Não adianta mais fazer qualquer consulta, basta acionar a ferramenta de busca. É inútil produzir qualquer coisa que preste, voce não vai mais ganhar dinheiro com isso. Desista de ser ator, os personagens avatares já são uma realidade. Promotor de eventos? Não me faça rir. As pessoas hoje vivem nos estandes virtuais fazendo negócios. E quais negócios? Poucos restaram e em questão de meses não haverá quase nenhum, pois tudo está sendo devorado pelo apocalipse virtual. É um travamento total da realidade.

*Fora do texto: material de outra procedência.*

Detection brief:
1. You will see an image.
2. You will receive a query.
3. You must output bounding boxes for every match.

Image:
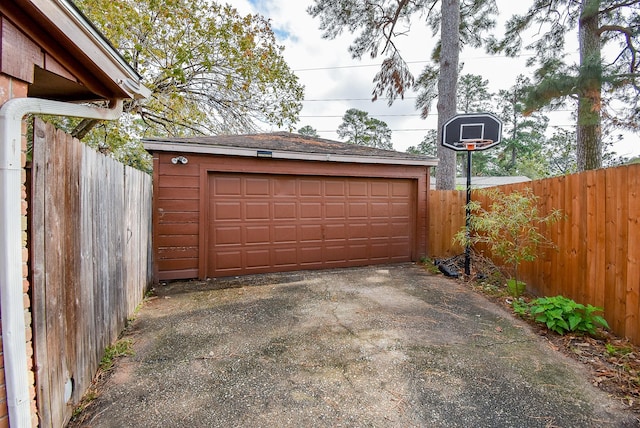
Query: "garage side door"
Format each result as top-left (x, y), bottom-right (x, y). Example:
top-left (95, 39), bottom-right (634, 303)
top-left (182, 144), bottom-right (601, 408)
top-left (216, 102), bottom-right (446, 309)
top-left (206, 173), bottom-right (415, 277)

Ninguém mais vive. Só falta terceirizar a respiração, já que comer virou horário de novela faz tempo. Janta-se na novela das seis.

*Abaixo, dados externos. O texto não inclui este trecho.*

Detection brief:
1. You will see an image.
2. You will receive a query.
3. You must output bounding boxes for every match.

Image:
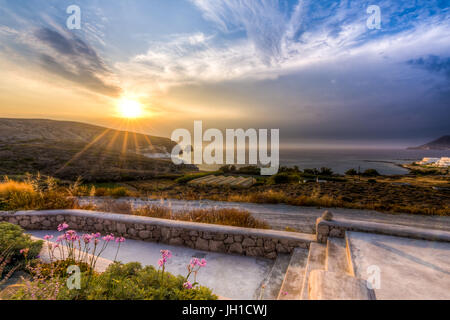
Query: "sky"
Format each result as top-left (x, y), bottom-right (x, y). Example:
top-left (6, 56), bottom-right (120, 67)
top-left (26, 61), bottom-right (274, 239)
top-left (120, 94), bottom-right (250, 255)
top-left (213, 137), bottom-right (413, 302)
top-left (0, 0), bottom-right (449, 148)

Mas toda essa tragédia, segundo os observadores internacionais, não será visível, ou não acontecerá, como queiram, nos Bracs. Os países que são enclaves encravados a leste das Indias Ocidentais, ou que são fundamentalmente asiáticos, mesmo tendo uma pequena porção européia limitada pelo rio Ural, terão grandes chances então de se desenvolverem. Só deverão ter o cuidado de não implantar a banda larga entre eles. Será o fim, e irão para o brejo da mesma forma que os Brics, que exibem estadistas que se abraçam confiantes num futuro incerto.

No bric a brac da vida, será possível no futuro continuar vivendo desses pequenos badulaques que fazem a vida uma realidade. Um canivete suíço, um pião usado, uma pandorga sem rabo, um velho LP do Sinatra, um toca-discos com a agulha rombuda, uma carta de amor sem destinatária, uma caixa de bombons rasgada, uma flor amassada entre livros de amor. Será nossa salvação, essa de frequentar lugares atulhados de coisas inúteis e maravilhosas, mas concretas, que se possam pegar, cheirar, provar. E que façam barulho quando jogadas no chão.

RETORNO - 1. Imagem de hoje: obra de Tavik František Šimon (1877-1942), artista tcheco, do acervo do The British Museum em Londres. 2. Meu amigo internacional Osmar Freitas Jr. me telefonou ontem a tarde de São Paulo, quando tentamos colocar em dia uma conversa acumulada de vinte anos. O texto acima foi inspirado nesse papo proveitoso. Osmar é um dos maiores talentos do texto pátrio e mora em Nova york, onde está estabelecido com a família. Prometeu uma visita para definirmos ao vivo os rumos do jornalismo mundial e o futuro da humanidade.